Ghana dikalahkan oleh gol pada menit akhir oleh Kepulauan Cape Verde, tim terkecil dari 24 tim pada turnamen di Pantai Gading dalam salah satu dari beberapa hasil mengejutkan pada hari Minggu itu. Hughton disapa di hotel tim saat Ghana kembali dari pertandingan, tetapi penggemar yang marah itu dicegat oleh petugas keamanan.

BACA JUGA

Juru bicara tim Ghana Henry Asante mengecilkan insiden tersebut, mengatakan kepada ESPN: ‘Itu adalah hal normal yang terjadi ketika sebuah tim kalah. Penggemar tersebut mengkonfrontasi pelatih dan memintanya untuk meningkatkan atau meninggalkan pekerjaannya.”

Mungkin begitu yang hendak digambarkan Bill Shankly atau  William Shankly OBE,  seorang pemain dan manajer sepak bola Skotlandia yang terkenal pada masanya sebagai manajer Liverpool.

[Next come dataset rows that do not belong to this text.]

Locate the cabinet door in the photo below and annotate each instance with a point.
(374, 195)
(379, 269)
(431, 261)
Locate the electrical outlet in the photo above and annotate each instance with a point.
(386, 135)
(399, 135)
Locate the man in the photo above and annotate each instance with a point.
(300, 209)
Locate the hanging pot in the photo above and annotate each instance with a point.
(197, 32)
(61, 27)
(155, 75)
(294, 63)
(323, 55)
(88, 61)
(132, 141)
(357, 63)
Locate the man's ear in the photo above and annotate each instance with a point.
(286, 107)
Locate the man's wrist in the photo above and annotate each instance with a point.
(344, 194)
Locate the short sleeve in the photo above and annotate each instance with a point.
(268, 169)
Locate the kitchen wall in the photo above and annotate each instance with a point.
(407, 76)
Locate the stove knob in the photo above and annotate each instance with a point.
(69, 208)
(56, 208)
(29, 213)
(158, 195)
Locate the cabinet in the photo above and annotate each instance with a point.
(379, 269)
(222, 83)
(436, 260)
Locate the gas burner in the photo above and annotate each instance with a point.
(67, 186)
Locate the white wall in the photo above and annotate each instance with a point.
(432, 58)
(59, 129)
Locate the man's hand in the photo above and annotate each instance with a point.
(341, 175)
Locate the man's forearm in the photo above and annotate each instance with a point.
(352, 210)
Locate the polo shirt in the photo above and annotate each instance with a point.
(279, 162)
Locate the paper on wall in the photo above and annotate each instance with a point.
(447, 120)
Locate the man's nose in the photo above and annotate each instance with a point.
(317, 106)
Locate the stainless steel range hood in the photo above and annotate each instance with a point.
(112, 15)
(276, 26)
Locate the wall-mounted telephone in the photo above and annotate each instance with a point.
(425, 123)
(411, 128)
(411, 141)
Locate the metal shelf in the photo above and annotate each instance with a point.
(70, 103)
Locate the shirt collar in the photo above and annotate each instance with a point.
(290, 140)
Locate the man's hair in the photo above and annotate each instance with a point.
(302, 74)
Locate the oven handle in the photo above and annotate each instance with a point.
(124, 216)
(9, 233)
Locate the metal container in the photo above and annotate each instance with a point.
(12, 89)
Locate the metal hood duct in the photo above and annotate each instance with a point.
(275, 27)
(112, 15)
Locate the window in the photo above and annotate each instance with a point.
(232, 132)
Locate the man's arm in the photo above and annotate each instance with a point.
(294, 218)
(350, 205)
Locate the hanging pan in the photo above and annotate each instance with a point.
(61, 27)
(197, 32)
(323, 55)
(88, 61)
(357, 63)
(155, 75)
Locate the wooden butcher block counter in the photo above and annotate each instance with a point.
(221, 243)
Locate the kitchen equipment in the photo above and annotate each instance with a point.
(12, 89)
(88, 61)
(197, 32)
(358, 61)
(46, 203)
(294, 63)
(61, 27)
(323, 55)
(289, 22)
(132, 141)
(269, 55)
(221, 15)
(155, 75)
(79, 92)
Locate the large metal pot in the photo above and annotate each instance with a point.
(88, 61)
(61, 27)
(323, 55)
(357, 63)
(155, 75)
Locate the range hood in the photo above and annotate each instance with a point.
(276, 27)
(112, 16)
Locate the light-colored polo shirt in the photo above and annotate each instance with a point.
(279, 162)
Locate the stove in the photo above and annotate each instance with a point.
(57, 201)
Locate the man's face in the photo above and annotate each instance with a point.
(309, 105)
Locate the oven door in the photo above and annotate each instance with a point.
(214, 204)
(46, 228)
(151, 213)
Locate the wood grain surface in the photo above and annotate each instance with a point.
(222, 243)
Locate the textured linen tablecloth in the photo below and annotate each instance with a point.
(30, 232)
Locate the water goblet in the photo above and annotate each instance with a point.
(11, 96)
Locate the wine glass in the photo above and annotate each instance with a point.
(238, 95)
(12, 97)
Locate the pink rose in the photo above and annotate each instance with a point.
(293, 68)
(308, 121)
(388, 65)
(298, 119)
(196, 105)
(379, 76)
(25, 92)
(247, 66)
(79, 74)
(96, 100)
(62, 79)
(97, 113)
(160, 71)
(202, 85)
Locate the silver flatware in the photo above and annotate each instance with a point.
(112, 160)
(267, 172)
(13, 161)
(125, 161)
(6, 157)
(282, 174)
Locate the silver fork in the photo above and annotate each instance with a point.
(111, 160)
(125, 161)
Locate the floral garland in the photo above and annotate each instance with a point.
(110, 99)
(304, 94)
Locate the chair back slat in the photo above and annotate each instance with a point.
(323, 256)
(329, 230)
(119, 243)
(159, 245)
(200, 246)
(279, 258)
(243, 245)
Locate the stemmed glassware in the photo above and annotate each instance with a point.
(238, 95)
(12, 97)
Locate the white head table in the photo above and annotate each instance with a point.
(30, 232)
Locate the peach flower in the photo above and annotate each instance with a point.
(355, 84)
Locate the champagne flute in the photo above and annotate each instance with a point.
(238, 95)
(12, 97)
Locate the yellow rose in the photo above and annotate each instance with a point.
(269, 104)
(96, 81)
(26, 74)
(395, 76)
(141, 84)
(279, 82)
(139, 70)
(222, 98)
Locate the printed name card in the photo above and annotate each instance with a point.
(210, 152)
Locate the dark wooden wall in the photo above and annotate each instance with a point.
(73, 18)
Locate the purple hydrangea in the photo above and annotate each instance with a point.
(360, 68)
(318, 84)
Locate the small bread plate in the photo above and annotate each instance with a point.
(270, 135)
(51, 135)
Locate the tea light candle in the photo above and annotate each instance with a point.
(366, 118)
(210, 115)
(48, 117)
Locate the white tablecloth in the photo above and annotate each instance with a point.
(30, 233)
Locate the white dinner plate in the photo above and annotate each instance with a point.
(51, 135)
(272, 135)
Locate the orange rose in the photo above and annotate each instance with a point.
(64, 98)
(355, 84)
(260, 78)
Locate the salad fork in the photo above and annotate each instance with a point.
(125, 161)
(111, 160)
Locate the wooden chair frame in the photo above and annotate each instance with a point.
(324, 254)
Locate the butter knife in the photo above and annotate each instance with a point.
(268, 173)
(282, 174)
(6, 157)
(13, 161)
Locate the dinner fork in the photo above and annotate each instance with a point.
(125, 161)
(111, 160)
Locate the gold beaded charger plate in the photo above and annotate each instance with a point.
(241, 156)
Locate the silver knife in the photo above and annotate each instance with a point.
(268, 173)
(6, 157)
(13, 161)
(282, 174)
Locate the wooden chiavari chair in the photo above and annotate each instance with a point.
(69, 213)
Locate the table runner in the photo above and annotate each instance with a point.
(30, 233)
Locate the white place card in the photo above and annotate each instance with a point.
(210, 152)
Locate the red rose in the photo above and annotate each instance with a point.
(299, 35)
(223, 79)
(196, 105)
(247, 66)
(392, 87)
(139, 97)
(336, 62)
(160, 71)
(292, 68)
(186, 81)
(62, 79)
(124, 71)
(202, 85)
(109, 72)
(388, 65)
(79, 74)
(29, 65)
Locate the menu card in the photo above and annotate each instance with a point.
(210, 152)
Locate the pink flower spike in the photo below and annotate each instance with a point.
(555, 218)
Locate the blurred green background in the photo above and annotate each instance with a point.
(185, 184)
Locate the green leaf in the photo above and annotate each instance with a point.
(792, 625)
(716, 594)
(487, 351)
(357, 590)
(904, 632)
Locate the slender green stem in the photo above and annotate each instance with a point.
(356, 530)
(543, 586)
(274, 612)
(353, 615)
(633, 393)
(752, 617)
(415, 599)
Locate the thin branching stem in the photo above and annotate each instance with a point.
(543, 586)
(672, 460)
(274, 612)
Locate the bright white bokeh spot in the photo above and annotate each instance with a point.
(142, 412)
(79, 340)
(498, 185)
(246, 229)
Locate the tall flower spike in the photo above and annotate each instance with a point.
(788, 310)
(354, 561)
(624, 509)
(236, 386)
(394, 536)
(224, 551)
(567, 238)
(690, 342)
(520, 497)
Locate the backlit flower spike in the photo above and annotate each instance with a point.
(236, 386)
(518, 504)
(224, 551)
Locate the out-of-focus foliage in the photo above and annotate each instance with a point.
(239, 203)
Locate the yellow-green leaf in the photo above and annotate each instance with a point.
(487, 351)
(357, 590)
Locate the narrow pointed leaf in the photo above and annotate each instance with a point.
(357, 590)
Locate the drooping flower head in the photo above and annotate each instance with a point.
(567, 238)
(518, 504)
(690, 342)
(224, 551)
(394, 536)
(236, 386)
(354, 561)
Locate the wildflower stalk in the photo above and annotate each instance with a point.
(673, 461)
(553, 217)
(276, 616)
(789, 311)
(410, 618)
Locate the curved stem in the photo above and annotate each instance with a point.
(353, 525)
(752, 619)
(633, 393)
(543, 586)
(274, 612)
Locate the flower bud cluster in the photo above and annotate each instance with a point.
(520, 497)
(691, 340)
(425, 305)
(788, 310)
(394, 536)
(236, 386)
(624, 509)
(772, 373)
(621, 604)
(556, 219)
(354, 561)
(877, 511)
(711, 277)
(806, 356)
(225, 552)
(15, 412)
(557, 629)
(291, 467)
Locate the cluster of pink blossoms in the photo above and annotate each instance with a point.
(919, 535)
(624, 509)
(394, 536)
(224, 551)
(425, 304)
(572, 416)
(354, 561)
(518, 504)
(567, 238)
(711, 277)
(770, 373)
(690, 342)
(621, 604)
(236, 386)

Shankly membawa kesuksesan bagi Liverpool, mendapatkan promosi ke Divisi Pertama dan memenangkan tiga Kejuaraan Liga dan Piala UEFA.

Apa katanya? “Beberapa orang percaya sepak bola adalah soal hidup dan mati, saya sangat kecewa dengan sikap itu. Saya dapat meyakinkan Anda bahwa ini jauh lebih penting dari itu.”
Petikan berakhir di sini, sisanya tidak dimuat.